Source code for stadiffuser.dataset

"""
This file contains the functionals and classes for dataset_hub construction and processing.
"""


import numpy as np
import scanpy as sc
import torch
from torch_geometric.data import Data
from torch_geometric.loader import NeighborLoader
from scipy.spatial import cKDTree



[docs]
def get_slice_loader(adata, data, batch_name, use_batch="slice_ID", batch_size=32, **kwargs):
    """
    Get the NeighborLoader for the slice batch.

    Parameters
    ----------
    adata: `anndata.AnnData`
        The AnnData object containing the original data of multiple batches.

    data: `torch_geometric.data.Data`
        The pytorch_geometric.data.Data object, containing the node features `data.x` and the edges `data.edge_index`.
        Constructed by the `prepare_data` function in the `stadiffuser.pipeline` module.

    batch_name: str
        The name of the slice batch in the `use_batch` column of the `adata.obs`.

    use_batch: str
        The column name in the `adata.obs` to indicate the batch information.

    batch_size: int
        The batch size for the NeighborLoader.

    **kwargs:
        The additional arguments for the NeighborLoader.

    Returns
    -------
    train_loader: `torch_geometric.loader.NeighborLoader`
        The NeighborLoader for the slice batch.
    """
    input_nodes = np.where(adata.obs[use_batch] == batch_name)[0]
    train_loader = NeighborLoader(data, num_neighbors=[5, 3], batch_size=batch_size,
                                  input_nodes=input_nodes, **kwargs)
    return train_loader




[docs]
class MaskNode:
    r"""
       A class to mask node features in a graph and remove edges connected to masked nodes.
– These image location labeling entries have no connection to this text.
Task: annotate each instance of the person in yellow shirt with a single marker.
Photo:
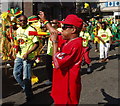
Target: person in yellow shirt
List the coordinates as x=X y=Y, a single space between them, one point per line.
x=23 y=62
x=104 y=35
x=86 y=38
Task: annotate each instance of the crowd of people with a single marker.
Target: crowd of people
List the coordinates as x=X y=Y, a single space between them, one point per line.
x=69 y=43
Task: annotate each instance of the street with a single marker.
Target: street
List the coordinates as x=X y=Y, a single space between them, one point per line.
x=99 y=87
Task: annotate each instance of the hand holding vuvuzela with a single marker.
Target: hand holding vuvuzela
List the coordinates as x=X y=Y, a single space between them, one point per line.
x=52 y=30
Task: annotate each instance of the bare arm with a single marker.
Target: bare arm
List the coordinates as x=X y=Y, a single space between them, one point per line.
x=35 y=46
x=53 y=32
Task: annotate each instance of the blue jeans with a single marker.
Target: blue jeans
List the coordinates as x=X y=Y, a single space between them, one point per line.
x=22 y=71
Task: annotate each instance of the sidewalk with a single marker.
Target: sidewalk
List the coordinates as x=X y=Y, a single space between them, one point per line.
x=99 y=87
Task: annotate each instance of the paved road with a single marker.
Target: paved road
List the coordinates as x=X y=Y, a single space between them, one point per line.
x=99 y=87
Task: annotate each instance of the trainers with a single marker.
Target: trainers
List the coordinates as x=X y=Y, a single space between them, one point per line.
x=89 y=70
x=48 y=82
x=96 y=50
x=29 y=98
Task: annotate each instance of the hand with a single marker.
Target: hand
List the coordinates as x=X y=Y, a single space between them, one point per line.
x=42 y=16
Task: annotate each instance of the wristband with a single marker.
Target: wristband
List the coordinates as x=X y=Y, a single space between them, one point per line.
x=54 y=41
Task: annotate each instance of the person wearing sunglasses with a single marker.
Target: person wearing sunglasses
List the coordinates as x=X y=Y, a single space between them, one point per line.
x=24 y=58
x=66 y=84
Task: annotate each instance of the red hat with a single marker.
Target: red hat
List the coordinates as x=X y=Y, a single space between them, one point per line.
x=73 y=20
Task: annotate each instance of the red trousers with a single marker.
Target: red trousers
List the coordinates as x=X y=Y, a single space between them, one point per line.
x=86 y=55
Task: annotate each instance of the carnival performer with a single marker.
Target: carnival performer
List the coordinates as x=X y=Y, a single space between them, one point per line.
x=86 y=44
x=104 y=35
x=23 y=61
x=66 y=85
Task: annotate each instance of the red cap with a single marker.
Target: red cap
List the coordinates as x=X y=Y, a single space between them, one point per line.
x=73 y=20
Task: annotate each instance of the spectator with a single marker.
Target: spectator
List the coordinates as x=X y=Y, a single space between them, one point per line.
x=104 y=35
x=86 y=44
x=23 y=61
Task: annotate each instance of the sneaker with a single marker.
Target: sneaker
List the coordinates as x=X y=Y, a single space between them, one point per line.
x=102 y=60
x=48 y=82
x=89 y=70
x=22 y=91
x=96 y=50
x=29 y=98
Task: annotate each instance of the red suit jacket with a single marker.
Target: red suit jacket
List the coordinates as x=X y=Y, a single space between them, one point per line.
x=66 y=85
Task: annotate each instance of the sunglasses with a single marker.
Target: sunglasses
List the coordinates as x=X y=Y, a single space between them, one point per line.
x=64 y=27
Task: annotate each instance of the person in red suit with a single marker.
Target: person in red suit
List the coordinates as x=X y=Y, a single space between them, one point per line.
x=66 y=84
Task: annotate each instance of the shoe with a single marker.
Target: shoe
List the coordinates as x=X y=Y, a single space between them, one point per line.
x=106 y=60
x=102 y=60
x=48 y=82
x=22 y=91
x=89 y=70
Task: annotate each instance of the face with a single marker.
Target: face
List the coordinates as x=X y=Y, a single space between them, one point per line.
x=23 y=21
x=67 y=31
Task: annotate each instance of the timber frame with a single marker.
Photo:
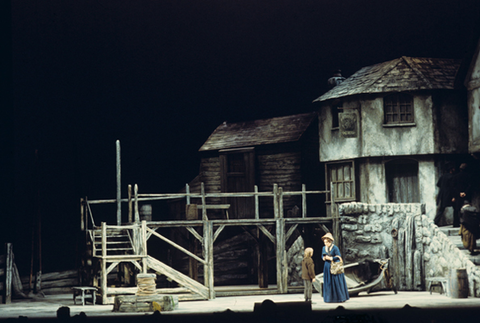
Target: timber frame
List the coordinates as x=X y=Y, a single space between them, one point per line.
x=140 y=231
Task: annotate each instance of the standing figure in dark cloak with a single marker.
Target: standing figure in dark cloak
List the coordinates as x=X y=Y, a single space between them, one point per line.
x=462 y=187
x=469 y=226
x=445 y=193
x=335 y=288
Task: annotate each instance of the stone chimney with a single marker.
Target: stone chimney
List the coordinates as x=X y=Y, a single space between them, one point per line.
x=336 y=79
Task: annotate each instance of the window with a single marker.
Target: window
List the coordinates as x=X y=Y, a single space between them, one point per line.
x=398 y=108
x=335 y=110
x=342 y=178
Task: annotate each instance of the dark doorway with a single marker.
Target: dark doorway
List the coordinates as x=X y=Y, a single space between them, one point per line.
x=402 y=181
x=237 y=168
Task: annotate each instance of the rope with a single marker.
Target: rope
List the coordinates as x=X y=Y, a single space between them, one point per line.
x=146 y=285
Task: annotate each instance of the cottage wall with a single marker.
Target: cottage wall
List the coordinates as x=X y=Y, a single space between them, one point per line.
x=438 y=129
x=473 y=87
x=403 y=233
x=373 y=187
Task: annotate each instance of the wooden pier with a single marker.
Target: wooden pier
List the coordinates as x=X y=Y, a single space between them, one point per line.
x=127 y=243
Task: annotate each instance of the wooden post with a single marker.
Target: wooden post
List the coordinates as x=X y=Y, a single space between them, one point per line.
x=82 y=215
x=208 y=255
x=401 y=258
x=280 y=248
x=275 y=201
x=187 y=190
x=304 y=201
x=130 y=206
x=409 y=236
x=204 y=209
x=263 y=261
x=336 y=220
x=137 y=214
x=119 y=193
x=104 y=264
x=257 y=207
x=8 y=273
x=144 y=246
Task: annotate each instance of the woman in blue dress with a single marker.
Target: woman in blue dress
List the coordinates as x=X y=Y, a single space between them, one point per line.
x=334 y=286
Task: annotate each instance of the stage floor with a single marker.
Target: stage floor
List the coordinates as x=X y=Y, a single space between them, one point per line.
x=387 y=303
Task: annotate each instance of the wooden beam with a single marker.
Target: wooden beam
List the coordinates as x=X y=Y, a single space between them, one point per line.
x=195 y=234
x=304 y=201
x=323 y=227
x=104 y=264
x=177 y=276
x=119 y=181
x=8 y=273
x=290 y=231
x=130 y=204
x=208 y=254
x=267 y=233
x=112 y=266
x=176 y=245
x=217 y=232
x=257 y=204
x=280 y=248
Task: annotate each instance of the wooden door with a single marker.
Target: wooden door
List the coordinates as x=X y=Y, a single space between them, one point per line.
x=402 y=181
x=237 y=169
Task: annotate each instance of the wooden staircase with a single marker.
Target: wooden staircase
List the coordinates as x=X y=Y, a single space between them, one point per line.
x=118 y=245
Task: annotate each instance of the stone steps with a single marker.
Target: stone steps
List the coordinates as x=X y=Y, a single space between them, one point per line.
x=453 y=235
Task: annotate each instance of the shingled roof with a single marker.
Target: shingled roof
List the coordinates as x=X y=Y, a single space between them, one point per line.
x=399 y=75
x=259 y=132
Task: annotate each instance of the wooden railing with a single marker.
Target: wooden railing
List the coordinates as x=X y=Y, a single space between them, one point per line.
x=140 y=232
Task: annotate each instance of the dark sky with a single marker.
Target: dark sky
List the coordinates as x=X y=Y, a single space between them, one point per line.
x=160 y=76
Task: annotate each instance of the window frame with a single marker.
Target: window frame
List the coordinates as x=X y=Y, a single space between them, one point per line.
x=352 y=180
x=400 y=98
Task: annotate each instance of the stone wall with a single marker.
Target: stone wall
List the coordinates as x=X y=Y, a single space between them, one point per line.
x=402 y=232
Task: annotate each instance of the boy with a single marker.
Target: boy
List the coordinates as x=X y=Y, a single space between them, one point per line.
x=308 y=273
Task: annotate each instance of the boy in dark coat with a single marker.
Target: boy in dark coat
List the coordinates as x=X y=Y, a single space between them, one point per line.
x=308 y=273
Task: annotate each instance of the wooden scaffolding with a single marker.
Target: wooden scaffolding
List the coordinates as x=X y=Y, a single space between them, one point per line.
x=136 y=233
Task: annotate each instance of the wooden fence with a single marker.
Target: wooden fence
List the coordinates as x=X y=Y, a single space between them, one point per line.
x=141 y=231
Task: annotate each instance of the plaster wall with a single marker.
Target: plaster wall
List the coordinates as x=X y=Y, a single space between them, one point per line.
x=474 y=119
x=374 y=138
x=419 y=251
x=373 y=187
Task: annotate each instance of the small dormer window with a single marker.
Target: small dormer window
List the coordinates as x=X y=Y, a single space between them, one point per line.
x=335 y=111
x=398 y=108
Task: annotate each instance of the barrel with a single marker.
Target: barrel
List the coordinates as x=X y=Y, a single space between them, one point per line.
x=145 y=284
x=458 y=283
       This class provides a way to mask specific nodes in a graph and remove the edges that are connected
       to these nodes. It keeps track of the masked nodes and the edges that have been removed, allowing
       for the creation of a modified graph data object with the masked nodes and remaining edges.

       Parameters
       ----------
       data : torch_geometric.data.Data
           The input data containing the node features `data.x` and the edges `data.edge_index`.
       mask : numpy.ndarray
           A boolean array indicating which nodes to mask. True for masked nodes and False for unmasked nodes.

       Attributes
       ----------
       mask : numpy.ndarray
           The boolean mask indicating which nodes are masked.
       masked_nodes : numpy.ndarray
           The indices of the masked nodes.
       remained_nodes : numpy.ndarray
           The indices of the nodes that remain after masking.
       node_mapping : dict
           A dictionary mapping the indices of the remained nodes to a new consecutive index.
    """
    def __init__(self,
                 data: Data,
                 mask: np.ndarray,
                 ):
        r"""
               Initialize the MaskNode object by setting up the mask and computing the masked and remained nodes.

               Parameters
               ----------
               data : torch_geometric.data.Data
                   The input data containing the node features `data.x` and the edges `data.edge_index`.
               mask : numpy.ndarray
                   A boolean array indicating which nodes to mask. True for masked nodes and False for unmasked nodes.
        """
        assert data.x.shape[0] == mask.shape[0], "The number of nodes in data and mask must be the same."
        self.mask = mask
        self.masked_nodes = np.where(mask == 1)[0]
        self.remained_nodes = np.where(mask == 0)[0]
        self.node_mapping = dict(zip(self.remained_nodes, range(
            self.remained_nodes.shape[0])))  # map the original node index to the new node index


[docs]
    def get_data(self, data):
        r"""
        Create a new data object with masked node features and removed edges.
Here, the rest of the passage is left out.